Singer, Music Composer, Actor and Journalist

Ram Prasad Khanal (रामप्रसाद खनाल) is a Nepalese musician, distinguished class singer, and folk-music activist. He has worked for the growth and development of Nepali folk music for decades. He is an author, journalist, artist, actor, composer, and radio and TV program producer, director and presenter. He serves as President of the International Artists Forum. He has mainly been known for his Nepali folk and duet songs and his activism in the field of folk music.

Khanal moved to the United States of America a decade ago and has been living there with his family since then. In the US, he is involved in different business activities.

He started a program titled Lok Dohori, based on folk duet songs, on Nepal Television in 1998, which considerably promoted his fame in the field. This program not only popularized the Nepali folk and duet songs, but it also contributed profoundly to the renaissance of Nepali folk music. The folk movement that this program pushed throughout the country created a conducive environment in which many folk singers were born.

Though he is living in the US with a green card granted to him in the Extraordinary Ability EB-1 visa category, he is still contributing to Nepali folk songs, duet songs, folk culture, and Nepali language and literature from overseas. Khanal, who has worked to promoted Nepali folk music and establish it in the international arena, has had seventeen poetry anthologies and ghazals published. While he has released forty-eight albums of Nepali folk music, he also has more than 1 thousand two hundred lyrics published and broadcast.

He has been awarded the Prabal Gorakha Dakshina Bahu, one of the most prestigious Nepali national awards granted to civilians, for his exceptional contribution to Nepali folk music, duet songs and the entire field of Nepali music by the government of Nepal. He was also awarded the Trishakti Patta, another highly recognized Nepali national award, for his significant contributions in the field of journalism. Along with this, he has also been granted more than four hundred awards and prizes in Nepal and beyond. One of the significant of them is 'Man of the Year 2004 for Nepal International Award that was awarded to him by the American Biographical Institute (ABI).

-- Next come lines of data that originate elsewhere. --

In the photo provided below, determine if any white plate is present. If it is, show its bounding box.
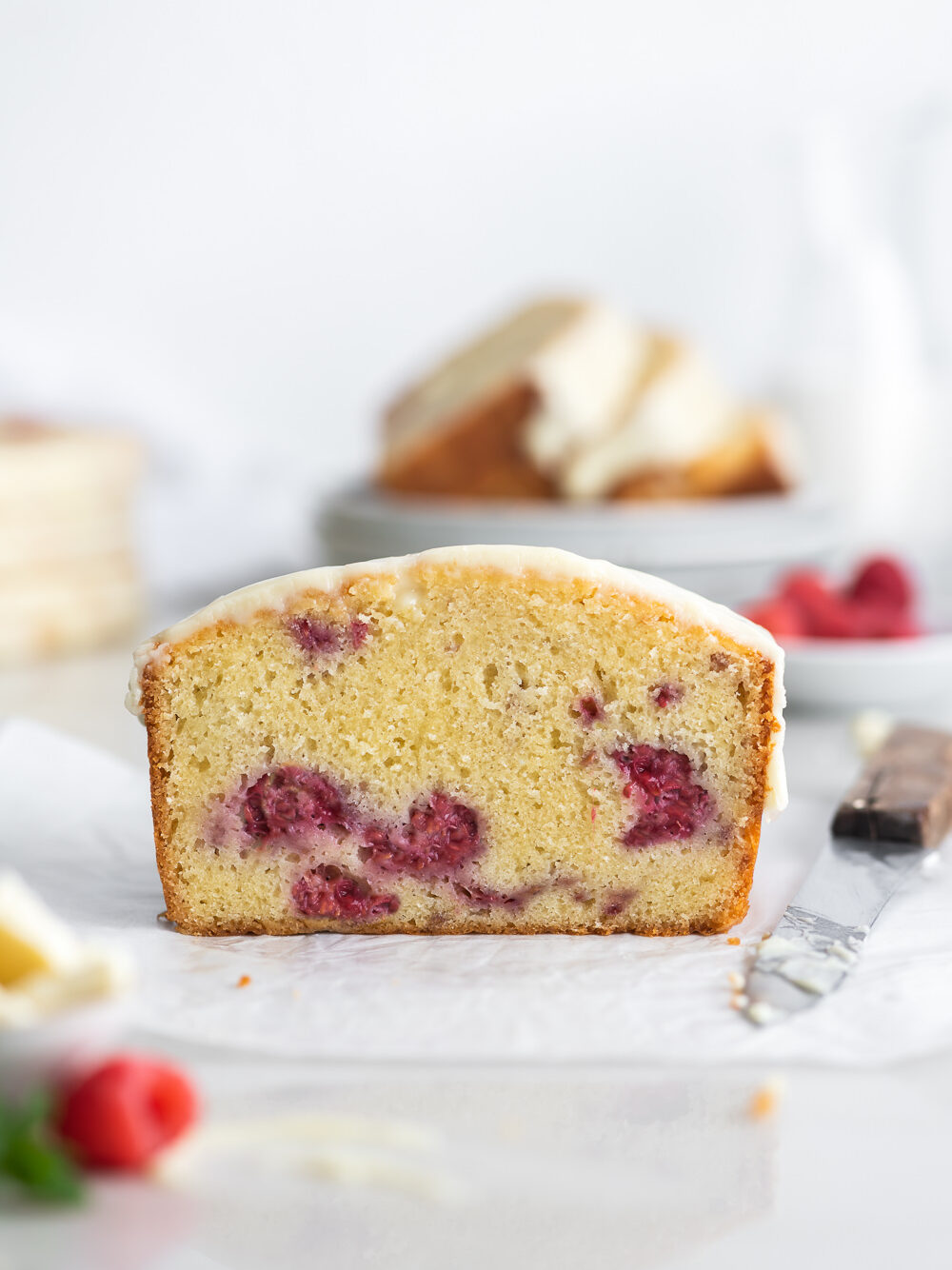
[320,486,841,605]
[784,634,952,710]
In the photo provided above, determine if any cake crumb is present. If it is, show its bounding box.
[747,1076,787,1121]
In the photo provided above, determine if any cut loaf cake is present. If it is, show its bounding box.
[132,547,784,935]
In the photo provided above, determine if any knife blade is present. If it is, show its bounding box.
[744,838,925,1023]
[744,725,952,1025]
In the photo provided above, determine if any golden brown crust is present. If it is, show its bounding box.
[378,383,555,499]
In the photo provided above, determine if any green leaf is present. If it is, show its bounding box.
[3,1134,83,1202]
[0,1091,83,1202]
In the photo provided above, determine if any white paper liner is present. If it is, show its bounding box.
[0,720,952,1065]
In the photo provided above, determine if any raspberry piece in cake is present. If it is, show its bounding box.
[136,547,784,935]
[241,767,354,838]
[290,864,400,922]
[612,745,712,847]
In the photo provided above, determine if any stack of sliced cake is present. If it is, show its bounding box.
[380,300,793,499]
[0,419,141,665]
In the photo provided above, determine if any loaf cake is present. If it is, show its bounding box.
[129,547,784,935]
[0,419,142,665]
[378,298,795,501]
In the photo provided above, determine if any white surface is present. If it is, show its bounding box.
[0,0,952,591]
[784,634,952,711]
[320,486,842,605]
[0,651,952,1270]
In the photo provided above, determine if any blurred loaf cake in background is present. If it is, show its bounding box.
[0,418,142,665]
[378,298,795,502]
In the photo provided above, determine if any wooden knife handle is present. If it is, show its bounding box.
[831,724,952,847]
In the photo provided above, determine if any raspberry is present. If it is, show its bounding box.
[648,684,684,710]
[846,556,914,613]
[362,792,484,879]
[290,864,400,922]
[288,617,340,657]
[349,617,370,651]
[575,697,605,727]
[241,767,354,838]
[453,883,545,909]
[57,1054,198,1170]
[780,569,860,639]
[612,744,713,847]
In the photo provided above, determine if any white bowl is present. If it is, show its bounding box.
[320,486,841,605]
[784,632,952,710]
[0,993,130,1100]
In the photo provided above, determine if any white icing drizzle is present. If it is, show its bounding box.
[525,305,650,471]
[126,546,787,814]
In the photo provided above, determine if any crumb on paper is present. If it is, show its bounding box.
[849,710,896,758]
[745,1001,787,1027]
[747,1076,787,1121]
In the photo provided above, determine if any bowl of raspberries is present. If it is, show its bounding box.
[743,555,952,708]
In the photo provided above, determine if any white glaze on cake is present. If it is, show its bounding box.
[385,300,646,470]
[126,546,787,814]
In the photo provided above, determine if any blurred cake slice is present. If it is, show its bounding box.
[380,298,648,498]
[0,419,142,665]
[561,337,793,499]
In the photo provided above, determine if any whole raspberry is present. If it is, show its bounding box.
[612,744,713,847]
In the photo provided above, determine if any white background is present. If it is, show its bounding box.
[0,0,952,581]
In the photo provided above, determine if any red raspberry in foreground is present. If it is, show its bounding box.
[57,1054,198,1170]
[612,745,713,847]
[362,792,484,879]
[290,864,400,922]
[650,684,684,710]
[241,767,353,838]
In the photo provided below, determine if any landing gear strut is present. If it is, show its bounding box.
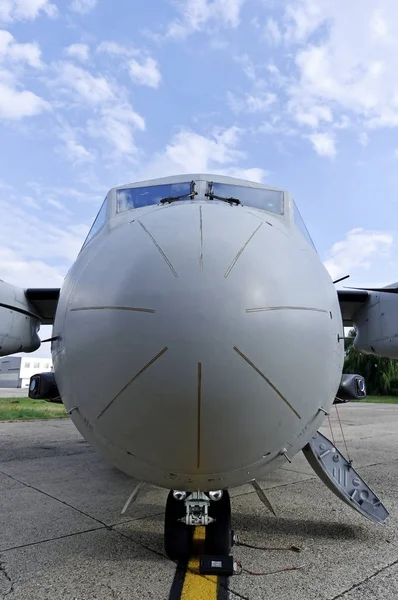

He has published 17 books and two anthologies of poems, Desh Harayako Manchhe (The Man Who has Lost the Nation) and Murdaharuko Basti (Domain of the Dead). He has also published autobiographies entitled Teeta Mitha Anubhutiharu (Feelings, Sweet and Sour) and Gulmi Dekhi America Samma (From Gulmi to the United States).

== Early life and education==
He was born in Dharampani, Hardineta, Maindanda, Gulmi District, Nepal. He was born as the second child, among seven siblings, to Bhavishor Khanal (father) and Rundata Devi Khanal (mother). He was born in a middle-class family, and his father worked in Assam Rifles, India. He completed his primary education in Maindanda Lower Secondary School, Hardineta, Dharampani, and secondary education in Shree Adarsha Secondary School, Digam, Gulmi. He studied in Butwal Multiple Campus and completed his master's degree (sociology) at Tribhuvan University, Kirtipur later.

== Marriage ==
Khanal married Tirtha Paudel from Rimuwa, Gulmi in 1993. They have a son (Gyanendra Khanal) and a daughter (Susma Khanal). He currently lives in Virginia, United States together with his family.

== Careers in music ==

Khanal had a strong interest in music from a very young age, consequently winning him the first prizes in various contests in different levels. In addition to music, he also had an interest in dance. He passed the vocal test in Radio Nepal three decades ago and since then he has been active in the field of music. He has forty-eight music albums published in his name. Some of his popular duet songs are "Deuralima pipal chhayale", "Chhata ojhel parideu barkhe jharima", "Bishal bazaarma man paryo mayalai ekai najarma", and "Rel pugyo baibaimaa". Similarly, other popular numbers include "Mera budha jharke", "Kasta bhaya holan ti gaunghar", "Saya kateki hajuraama", "Gulmi jharera, ridi tarera", "Chamkyo Juntara", "Ekai najarama", "Chitthi lekhera", and "Bagne panile". The latest panche baja folk songs such as "Dulahadulahi", and "Ghargharko Kahani" and other songs are equally popular.

== Career in journalism ==
Khanal started his journalism career together with his studies in 1987. He started to publish his news and other literary creations in the Tansen-based Satya Saptahik and Butwal-based X-ray Weekly. He not only wrote news, but also involved himself in the registration and marketing of the newspaper Janasangharsha Dainik in Butwal in 1989. He also worked for different newspaper outlets such as Rashtra Pukar, Nepalvani, Nepali Patra, Nepal Times, Gorakha Express, Lokpatra, Sandesha, Nispakshya, Lumbini Times, etc. in various roles ranging from reporting to editorial responsibilities. He started to publish Nishpakshya weekly in which he had the roles of both publisher and editor. It was published in print until he moved to the US. In 2007, he began publishing it in an online version as www.nepalmother.com, in which he is publisher and chief editor.

== Career in Radio Nepal ==
After the restoration of democracy in Nepal in 1990, a program entitled Ghatana ra Bichar was very popular on Radio Nepal. He started to work for the program from Butwal as a representative of Lumbini Zone. In 1998, he joined Radio Nepal as the presenter, producer and director of the program Nepalko Serophero. He also worked for BBC Radio from 1991 to 1995 as a freelancer.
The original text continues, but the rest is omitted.